Tag: AI

The Future is Meaningless and I Hate It

I graduated as a Computer Engineer in the late 2000s, and at that time I was convinced that the future would be so full of meaning, almost literally. Yup, I’m talking about the “Semantic Web,” for those who remember. It was the big thing on everyone’s minds while machine learning was but a murmur. The Semantic Web was the original promise of digital utopia where everything would interconnect, where information would actually understand us, and where asking a question didn’t just get you a vague answer but actual insight.

The Semantic Web knew that “apple” could mean both a fruit and an overbearing tech company, and it would parse out which one you meant based on **technology**. I was so excited for that, even my university graduation project was a semantic web engine. I remember the thrill when I indexed 1/8 of Wikipedia, and my mind was blown when a search for Knafeh gave Nablus in the results (Sorry Damascenes).

And now here we are in 2024, and all of that feels like a hazy dream. What we got instead was a sea of copyright-stealing forest-burning AI models playing guessing games with us and using math to cheat. And we satisfied enough by that to call it intelligence.

When Tim Berners-Lee and other boffins imagined the Semantic Web, they weren’t just imagining smarter search engines. They were talking about a leap in internet intelligence.
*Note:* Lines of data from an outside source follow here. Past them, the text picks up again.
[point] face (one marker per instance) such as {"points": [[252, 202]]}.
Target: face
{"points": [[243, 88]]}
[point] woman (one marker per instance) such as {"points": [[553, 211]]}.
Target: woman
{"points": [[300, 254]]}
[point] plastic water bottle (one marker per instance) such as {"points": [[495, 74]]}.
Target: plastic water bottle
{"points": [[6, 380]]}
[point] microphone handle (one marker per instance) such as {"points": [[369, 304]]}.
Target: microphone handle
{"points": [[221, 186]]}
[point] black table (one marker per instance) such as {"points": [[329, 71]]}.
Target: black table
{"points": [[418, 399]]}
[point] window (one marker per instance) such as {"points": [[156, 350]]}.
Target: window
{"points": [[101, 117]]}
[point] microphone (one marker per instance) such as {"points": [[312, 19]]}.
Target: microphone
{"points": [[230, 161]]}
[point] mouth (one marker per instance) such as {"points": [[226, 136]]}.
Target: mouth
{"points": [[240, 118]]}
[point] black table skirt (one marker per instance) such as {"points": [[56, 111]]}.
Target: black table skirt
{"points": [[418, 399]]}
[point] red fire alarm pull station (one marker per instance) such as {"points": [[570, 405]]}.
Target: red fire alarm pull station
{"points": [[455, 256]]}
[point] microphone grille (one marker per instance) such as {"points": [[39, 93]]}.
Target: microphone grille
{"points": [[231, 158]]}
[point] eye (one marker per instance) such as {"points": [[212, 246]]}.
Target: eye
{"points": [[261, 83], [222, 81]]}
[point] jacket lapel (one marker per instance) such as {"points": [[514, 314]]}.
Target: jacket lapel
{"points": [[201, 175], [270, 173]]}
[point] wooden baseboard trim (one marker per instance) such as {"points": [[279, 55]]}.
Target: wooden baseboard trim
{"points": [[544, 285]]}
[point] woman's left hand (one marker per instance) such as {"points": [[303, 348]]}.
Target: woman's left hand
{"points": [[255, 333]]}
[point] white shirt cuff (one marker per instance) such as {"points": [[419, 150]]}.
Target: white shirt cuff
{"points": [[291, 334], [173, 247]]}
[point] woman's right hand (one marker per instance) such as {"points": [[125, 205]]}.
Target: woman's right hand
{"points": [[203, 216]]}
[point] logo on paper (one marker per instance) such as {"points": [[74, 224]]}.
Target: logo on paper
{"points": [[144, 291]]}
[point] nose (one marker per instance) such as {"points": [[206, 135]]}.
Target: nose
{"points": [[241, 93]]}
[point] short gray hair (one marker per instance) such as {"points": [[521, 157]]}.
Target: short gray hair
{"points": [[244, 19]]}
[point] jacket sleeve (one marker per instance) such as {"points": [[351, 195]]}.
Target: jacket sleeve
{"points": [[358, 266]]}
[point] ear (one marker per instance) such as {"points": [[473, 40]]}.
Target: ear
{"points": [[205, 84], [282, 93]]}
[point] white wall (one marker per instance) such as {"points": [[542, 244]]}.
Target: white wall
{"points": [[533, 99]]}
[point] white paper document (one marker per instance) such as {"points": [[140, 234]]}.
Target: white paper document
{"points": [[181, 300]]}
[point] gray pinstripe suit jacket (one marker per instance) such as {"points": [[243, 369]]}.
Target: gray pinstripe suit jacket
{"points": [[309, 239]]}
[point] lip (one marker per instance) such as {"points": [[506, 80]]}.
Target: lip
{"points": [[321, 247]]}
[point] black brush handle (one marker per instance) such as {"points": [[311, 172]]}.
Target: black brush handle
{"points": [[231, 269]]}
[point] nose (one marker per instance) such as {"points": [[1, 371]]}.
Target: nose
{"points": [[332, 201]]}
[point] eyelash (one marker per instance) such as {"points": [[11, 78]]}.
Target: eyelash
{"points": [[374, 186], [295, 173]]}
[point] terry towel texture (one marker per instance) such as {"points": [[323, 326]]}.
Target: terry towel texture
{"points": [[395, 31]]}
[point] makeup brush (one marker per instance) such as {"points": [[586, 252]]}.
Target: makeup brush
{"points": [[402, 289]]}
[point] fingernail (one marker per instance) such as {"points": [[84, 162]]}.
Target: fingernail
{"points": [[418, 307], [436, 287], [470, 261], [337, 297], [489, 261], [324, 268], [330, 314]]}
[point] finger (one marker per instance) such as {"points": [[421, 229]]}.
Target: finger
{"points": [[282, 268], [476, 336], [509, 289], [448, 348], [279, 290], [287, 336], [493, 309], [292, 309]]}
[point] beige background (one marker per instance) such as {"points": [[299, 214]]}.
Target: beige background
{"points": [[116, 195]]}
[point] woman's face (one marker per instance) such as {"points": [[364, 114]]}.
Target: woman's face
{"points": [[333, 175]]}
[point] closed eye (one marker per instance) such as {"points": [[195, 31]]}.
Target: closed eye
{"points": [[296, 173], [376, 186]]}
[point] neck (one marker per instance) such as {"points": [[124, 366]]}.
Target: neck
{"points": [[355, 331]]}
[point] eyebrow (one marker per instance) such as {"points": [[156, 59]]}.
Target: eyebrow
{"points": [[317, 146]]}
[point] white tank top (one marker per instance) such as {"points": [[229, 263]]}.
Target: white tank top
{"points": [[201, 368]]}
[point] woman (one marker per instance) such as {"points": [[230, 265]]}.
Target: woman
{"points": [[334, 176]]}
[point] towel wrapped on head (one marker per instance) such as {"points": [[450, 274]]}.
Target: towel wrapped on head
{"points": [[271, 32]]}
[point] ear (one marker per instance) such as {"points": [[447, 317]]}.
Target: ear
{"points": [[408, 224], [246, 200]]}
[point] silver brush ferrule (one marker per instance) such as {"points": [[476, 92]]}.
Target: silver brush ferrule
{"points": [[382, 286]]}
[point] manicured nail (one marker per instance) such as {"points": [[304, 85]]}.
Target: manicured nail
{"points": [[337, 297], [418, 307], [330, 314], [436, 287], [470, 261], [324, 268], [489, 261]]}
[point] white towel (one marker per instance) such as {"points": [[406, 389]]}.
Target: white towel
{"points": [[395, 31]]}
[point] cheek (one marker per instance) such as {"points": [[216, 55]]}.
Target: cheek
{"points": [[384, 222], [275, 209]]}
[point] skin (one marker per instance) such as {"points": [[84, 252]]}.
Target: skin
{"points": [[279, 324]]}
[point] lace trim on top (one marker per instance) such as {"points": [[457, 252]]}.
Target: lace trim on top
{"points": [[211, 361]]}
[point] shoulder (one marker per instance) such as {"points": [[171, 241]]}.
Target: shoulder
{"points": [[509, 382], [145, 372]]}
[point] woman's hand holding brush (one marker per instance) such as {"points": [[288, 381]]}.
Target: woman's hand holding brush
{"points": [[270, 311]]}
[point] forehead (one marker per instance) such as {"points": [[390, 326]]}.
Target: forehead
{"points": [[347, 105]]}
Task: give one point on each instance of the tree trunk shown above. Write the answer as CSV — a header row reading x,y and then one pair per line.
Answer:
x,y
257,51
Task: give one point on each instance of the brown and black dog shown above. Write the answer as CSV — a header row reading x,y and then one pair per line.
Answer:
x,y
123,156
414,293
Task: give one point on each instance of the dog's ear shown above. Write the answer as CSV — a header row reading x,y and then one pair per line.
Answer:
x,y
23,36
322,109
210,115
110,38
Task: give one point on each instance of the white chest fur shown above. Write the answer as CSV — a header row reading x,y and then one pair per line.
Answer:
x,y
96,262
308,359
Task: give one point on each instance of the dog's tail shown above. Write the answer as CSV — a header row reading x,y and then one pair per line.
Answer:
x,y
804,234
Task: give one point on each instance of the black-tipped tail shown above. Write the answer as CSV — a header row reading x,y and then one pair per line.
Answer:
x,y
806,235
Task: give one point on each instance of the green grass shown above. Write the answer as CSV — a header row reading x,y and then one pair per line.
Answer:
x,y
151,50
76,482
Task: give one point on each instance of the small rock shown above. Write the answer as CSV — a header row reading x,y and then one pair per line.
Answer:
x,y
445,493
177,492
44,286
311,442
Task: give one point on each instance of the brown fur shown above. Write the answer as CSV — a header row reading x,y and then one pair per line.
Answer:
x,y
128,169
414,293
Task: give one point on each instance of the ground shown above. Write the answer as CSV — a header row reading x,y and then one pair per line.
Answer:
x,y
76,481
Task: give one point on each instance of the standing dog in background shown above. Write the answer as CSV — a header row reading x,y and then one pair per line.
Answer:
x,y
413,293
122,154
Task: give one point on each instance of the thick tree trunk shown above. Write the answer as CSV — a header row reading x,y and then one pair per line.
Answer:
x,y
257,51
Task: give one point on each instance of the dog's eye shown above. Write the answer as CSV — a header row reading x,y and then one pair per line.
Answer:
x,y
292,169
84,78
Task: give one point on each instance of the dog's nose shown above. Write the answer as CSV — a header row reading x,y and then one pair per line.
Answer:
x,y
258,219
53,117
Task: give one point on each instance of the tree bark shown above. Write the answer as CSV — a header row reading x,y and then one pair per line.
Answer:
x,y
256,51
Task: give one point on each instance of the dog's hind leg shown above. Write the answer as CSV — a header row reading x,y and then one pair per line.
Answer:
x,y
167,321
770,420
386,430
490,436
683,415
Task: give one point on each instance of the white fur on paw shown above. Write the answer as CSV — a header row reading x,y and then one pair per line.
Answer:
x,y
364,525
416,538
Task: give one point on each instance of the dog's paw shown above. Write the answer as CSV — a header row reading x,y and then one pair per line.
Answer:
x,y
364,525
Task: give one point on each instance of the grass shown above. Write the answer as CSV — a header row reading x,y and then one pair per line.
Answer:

Metadata, relationships, ontologies—the whole idea was that data would be tagged, organized, and woven together in a way that was actually meaningful. The Semantic Web wouldn’t just return information; it would actually deliver understanding, relevance, context.

What did we end up with instead? A patchwork of services where context doesn’t matter and connections are shallow. Our web today is just brute-force AI models parsing keywords, throwing probability-based answers at us, or trying to convince us that paraphrasing a Wikipedia entry qualifies as “knowing” something. Everything about this feels cheap and brutish and offensive to my information science sensibilities. And what’s worse— our overlords have deigned that this is our future.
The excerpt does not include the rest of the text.